Spanish police officer

Ignacio José Enseñat Guerra (born in Menorca in 1992 or 1993) is a Spanish police officer of the Spanish National Police Corps. In 2022 an investigation by the Catalan journal La Directa uncovered his role as a double agent for more than two years in various groups of the Catalan pro-independence left and in some anti-eviction and right to housing movements in Barcelona.

His secret task came to light only few weeks after the CatalanGate, the international controversy about the dirty war and cyberespionage conducted by the Spanish intelligence against high-ranked politicians, MPs, journalists and civilians linked to the Catalan independence movement.

== Life ==
The sources note that Enseñat Guerra, reported initially as I.J.E.G and 29 years old in most of the media, was born in the early 1990s in Menorca and played as a goalkeeper in the Unió Esportiva Maó. He studied criminology at the University of Girona thanks to a scholarship that was granted by the Consell Insular de Menorca and later did an internship as a municipal police officer in Girona before he joined the Spanish National Police Corps in June 2019.

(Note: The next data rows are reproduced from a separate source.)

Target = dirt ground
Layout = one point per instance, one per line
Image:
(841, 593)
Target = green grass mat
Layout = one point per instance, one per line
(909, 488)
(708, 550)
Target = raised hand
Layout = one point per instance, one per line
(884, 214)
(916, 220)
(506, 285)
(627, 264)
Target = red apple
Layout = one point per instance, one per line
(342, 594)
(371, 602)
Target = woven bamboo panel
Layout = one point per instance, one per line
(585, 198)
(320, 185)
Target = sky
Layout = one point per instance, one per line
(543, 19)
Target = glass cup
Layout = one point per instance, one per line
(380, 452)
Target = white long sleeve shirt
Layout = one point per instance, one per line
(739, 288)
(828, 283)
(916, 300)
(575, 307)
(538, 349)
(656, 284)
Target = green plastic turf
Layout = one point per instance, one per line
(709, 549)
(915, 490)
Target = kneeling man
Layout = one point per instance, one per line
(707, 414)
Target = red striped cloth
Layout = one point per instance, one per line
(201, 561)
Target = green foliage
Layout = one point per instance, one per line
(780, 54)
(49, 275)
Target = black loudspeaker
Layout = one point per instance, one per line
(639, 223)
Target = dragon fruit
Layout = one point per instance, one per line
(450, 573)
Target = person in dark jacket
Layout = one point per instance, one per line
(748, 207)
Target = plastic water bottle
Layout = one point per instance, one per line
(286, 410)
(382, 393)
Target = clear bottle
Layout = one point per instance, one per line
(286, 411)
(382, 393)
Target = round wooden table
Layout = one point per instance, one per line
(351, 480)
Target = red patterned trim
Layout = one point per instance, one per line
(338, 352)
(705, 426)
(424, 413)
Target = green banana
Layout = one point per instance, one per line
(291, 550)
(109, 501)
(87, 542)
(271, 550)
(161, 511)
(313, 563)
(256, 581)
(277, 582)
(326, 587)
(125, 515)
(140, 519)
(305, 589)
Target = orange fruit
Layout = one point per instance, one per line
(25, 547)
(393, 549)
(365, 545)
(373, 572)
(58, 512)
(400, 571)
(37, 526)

His episode as a mole began at the end of 2019 amid the protests against the trial of the leaders of the Catalan independence process, when he was given the mission to enter the Catalan social and pro-independence movements with the false identity of Marc Hernàndez Pon. The police provided him with a false life as a Mallorcan from Palma who worked in a chiringuito during the summer and granted him a university registration at the Faculty of Education of the University of Barcelona (UB), so that in mid-2020 he could begin his infiltration. The false identity also allowed him to open bank accounts and conduct other administrative procedures during that period.

Since then he started increasingly networking with the left-wing student movements of the UB, with the anti-gentrification activist group Resistim al Gòtic and he assisted to a demonstration against the eviction of the Casal Popular Lina de Òdena –for which he ended up being the responsible of economy. 5] Later, he also managed to join the Students' Union of the Catalan Countries (Sindicat d'Estudiants dels Països Catalans, SEPC) and got involved in several protests and actions like those organised by Batec, a youth movement against the weakneses of the public transport infrastructure in Catalonia.

Several warnings, such as his Menorcan accent instead of the Mallorcan one that he should have (according to his fake life), alerted several colleagues and prevented him from joining the political organisation Endavant. In May 2022, he suddenly disappeared from all the movements he was involved due to alleged personal reasons, shortly before his infiltration scandal was made public by the media.